When to Use Responses API

New applications should start with Responses. OpenAI positioned it as the future standard, and Chat Completions will eventually deprecate.

Tool-heavy workflows benefit from cleaner tool call handling. The explicit function_call_output pattern is easier to implement correctly than Chat Completions' message array manipulation.

Conversation applications using server-side state benefit from previous_response_id chaining, reducing the data sent with each request.

Structured output needs are better served by native json_schema support than JSON mode workarounds.

When to Keep Chat Completions

Existing applications don't need immediate migration. Both APIs work simultaneously through gateways like Bifrost.

Legacy codebases with significant Chat Completions integration may not justify migration costs until OpenAI announces deprecation timelines.

Framework dependencies using Chat Completions may not support Responses yet. Check library compatibility before migrating.
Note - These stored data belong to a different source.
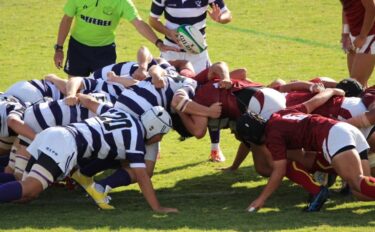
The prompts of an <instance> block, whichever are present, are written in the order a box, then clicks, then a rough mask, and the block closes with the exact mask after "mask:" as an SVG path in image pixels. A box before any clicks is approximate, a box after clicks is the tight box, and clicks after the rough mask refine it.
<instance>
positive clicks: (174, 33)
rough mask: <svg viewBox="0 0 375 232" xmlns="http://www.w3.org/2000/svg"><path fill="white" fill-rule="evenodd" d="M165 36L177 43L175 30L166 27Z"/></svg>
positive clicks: (176, 33) (172, 40)
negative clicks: (165, 32) (166, 30)
mask: <svg viewBox="0 0 375 232" xmlns="http://www.w3.org/2000/svg"><path fill="white" fill-rule="evenodd" d="M166 36H167V37H168V38H169V39H171V40H172V41H173V42H175V43H176V44H179V40H178V37H177V31H176V30H172V29H168V31H167V34H166Z"/></svg>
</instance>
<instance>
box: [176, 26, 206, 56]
mask: <svg viewBox="0 0 375 232" xmlns="http://www.w3.org/2000/svg"><path fill="white" fill-rule="evenodd" d="M177 39H178V41H179V43H180V45H181V46H182V47H183V49H184V50H185V51H186V52H189V53H194V54H199V53H201V52H203V51H204V50H206V49H207V44H206V40H205V39H204V37H203V35H202V33H201V32H200V31H199V30H198V29H197V28H195V27H194V26H192V25H186V24H183V25H180V26H179V27H178V28H177Z"/></svg>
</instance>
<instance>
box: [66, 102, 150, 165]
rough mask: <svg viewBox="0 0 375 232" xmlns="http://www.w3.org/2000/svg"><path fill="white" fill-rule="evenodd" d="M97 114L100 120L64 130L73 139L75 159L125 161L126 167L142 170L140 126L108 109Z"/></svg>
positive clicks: (69, 126) (98, 117) (102, 110)
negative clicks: (138, 168) (133, 167)
mask: <svg viewBox="0 0 375 232" xmlns="http://www.w3.org/2000/svg"><path fill="white" fill-rule="evenodd" d="M99 111H100V116H97V117H93V118H89V119H86V120H84V121H82V122H78V123H73V124H70V125H68V126H67V129H68V130H69V131H70V132H71V133H72V134H73V135H74V137H75V139H76V142H77V151H78V158H79V159H81V158H84V159H92V158H98V159H110V160H113V159H116V160H123V159H127V160H129V162H130V167H145V164H144V153H145V144H144V133H145V132H144V129H143V126H142V124H141V122H140V121H139V120H137V119H135V118H133V117H132V116H130V115H129V114H127V113H125V112H123V111H121V110H118V109H114V108H111V107H107V106H103V107H101V109H99Z"/></svg>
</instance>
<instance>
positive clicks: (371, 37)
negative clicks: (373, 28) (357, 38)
mask: <svg viewBox="0 0 375 232" xmlns="http://www.w3.org/2000/svg"><path fill="white" fill-rule="evenodd" d="M355 38H356V37H355V36H352V35H351V34H350V40H351V41H352V43H353V42H354V40H355ZM355 52H356V53H357V54H371V55H375V35H369V36H367V38H366V42H365V44H364V45H363V46H362V48H361V49H357V50H356V51H355Z"/></svg>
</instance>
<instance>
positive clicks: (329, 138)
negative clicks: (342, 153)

Gradual Migration Strategy

Gateways enabling both APIs allow gradual migration:

  1. Keep existing code on Chat Completions
  2. Use Responses for new features
  3. Test Responses thoroughly in staging
  4. Migrate critical paths when confident
  5. Monitor performance and error rates

Semantic caching works across both APIs, so cache hit rates won't drop during migration.

Implementation in Bifrost

Bifrost v1.3.0 implements Responses API with:

Full provider support. Transparent translation to OpenAI, Anthropic, Google, AWS, and Azure formats.

Streaming and non-streaming. Both modes work with complete observability.
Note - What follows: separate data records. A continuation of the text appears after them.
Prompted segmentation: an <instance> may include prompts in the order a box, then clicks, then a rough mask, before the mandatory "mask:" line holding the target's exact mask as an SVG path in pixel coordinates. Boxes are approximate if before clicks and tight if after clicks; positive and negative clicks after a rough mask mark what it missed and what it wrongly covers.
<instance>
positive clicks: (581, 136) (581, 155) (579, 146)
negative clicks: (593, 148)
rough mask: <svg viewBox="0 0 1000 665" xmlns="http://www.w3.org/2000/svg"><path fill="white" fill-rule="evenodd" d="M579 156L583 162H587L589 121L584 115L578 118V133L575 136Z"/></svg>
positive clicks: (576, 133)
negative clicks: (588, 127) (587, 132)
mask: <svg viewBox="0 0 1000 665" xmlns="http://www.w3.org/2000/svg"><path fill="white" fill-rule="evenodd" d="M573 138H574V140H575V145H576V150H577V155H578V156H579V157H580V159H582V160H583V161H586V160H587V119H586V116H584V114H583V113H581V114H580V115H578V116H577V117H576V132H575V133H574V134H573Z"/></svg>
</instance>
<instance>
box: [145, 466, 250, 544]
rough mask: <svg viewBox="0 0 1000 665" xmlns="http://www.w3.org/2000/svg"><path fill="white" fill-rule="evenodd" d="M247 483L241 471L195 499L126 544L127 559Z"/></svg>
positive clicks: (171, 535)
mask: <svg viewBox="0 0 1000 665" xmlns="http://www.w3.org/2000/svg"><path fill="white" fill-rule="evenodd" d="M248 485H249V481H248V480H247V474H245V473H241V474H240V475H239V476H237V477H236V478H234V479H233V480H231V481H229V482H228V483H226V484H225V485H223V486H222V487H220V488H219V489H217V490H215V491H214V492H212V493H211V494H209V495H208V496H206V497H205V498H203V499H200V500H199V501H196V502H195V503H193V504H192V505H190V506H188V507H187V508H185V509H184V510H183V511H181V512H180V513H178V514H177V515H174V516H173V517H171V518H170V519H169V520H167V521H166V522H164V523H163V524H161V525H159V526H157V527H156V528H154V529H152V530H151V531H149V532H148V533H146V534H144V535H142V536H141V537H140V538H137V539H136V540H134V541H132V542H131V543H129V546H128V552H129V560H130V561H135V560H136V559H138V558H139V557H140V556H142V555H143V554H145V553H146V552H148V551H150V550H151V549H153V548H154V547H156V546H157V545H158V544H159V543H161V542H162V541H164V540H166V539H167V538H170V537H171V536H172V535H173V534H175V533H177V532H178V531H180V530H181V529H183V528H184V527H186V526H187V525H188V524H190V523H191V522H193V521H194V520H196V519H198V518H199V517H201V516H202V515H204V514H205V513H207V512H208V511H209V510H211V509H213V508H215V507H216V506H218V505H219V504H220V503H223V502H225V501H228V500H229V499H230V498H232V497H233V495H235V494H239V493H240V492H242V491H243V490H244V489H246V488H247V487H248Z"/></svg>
Semantic caching. Cross-API cache hits reduce duplicate processing.

Observability integration. All logging, tracing, and metrics plugins capture Responses data.

Anthropic extensions. Native support for Claude's thinking parameter.
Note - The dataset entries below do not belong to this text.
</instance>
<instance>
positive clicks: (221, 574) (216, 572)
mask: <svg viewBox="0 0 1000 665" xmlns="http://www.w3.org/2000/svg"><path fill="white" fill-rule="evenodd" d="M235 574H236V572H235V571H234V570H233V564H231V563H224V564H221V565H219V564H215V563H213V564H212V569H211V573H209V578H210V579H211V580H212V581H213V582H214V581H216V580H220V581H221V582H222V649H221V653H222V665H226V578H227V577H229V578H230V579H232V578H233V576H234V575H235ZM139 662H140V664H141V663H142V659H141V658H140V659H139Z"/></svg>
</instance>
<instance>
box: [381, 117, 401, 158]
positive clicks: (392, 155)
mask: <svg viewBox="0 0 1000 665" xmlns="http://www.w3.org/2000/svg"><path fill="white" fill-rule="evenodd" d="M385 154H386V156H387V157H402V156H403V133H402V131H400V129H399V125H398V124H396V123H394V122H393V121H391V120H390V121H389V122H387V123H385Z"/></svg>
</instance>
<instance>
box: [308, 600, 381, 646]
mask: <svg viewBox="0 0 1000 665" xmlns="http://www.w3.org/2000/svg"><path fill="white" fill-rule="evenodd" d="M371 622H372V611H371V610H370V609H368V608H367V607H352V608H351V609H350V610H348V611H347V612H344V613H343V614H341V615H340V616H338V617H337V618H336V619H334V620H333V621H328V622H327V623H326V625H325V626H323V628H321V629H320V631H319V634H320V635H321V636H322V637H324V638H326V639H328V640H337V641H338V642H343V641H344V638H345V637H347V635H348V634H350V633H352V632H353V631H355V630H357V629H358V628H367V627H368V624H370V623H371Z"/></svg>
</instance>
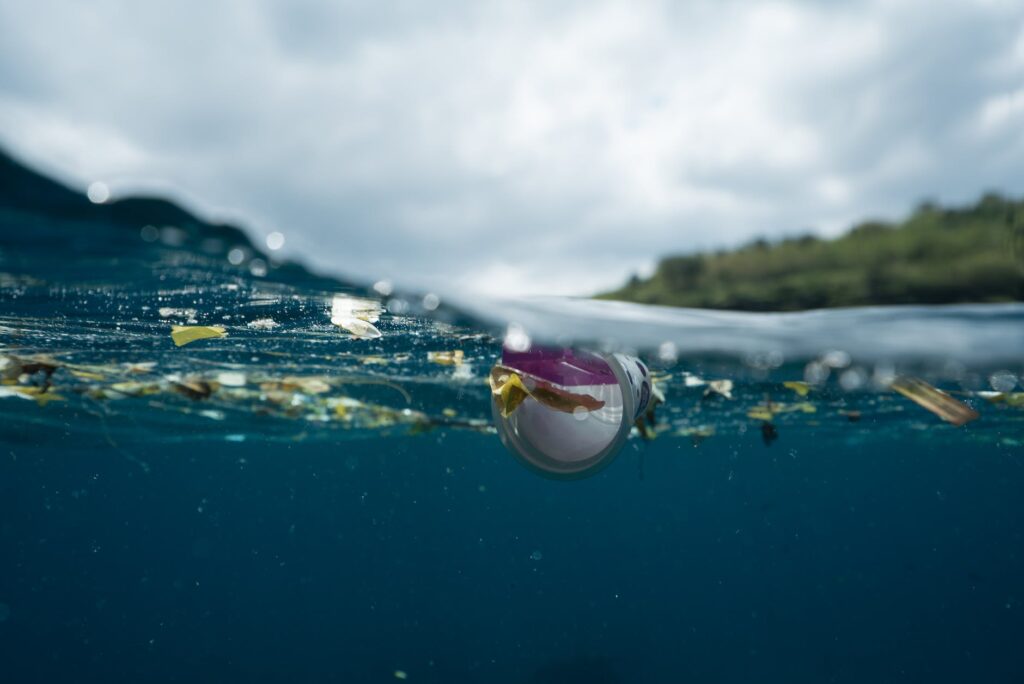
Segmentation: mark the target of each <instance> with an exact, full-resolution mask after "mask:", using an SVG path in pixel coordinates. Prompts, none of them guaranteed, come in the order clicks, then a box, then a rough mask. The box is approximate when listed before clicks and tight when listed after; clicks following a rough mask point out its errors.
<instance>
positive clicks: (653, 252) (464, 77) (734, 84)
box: [0, 0, 1024, 294]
The implementation maintains Bifrost's low-latency characteristics - 11µs overhead at 5,000 RPS remains unchanged.

Looking Forward

OpenAI continues expanding Responses API features. Web search and citation capabilities are in beta. Additional structured output formats and reasoning transparency may arrive.

For gateway implementers, the key challenge is maintaining compatibility across provider ecosystems while supporting emerging features. As the API evolves, translation logic must adapt to new parameters and response types.

For application developers, Responses API offers a cleaner foundation for building LLM-powered applications. The explicit tool handling, conversation chaining, and structured output support address real pain points from Chat Completions.

Teams using gateways like Bifrost can adopt Responses incrementally, testing new code paths while keeping production systems stable. The semantic cache works across both APIs, preventing performance regressions during migration.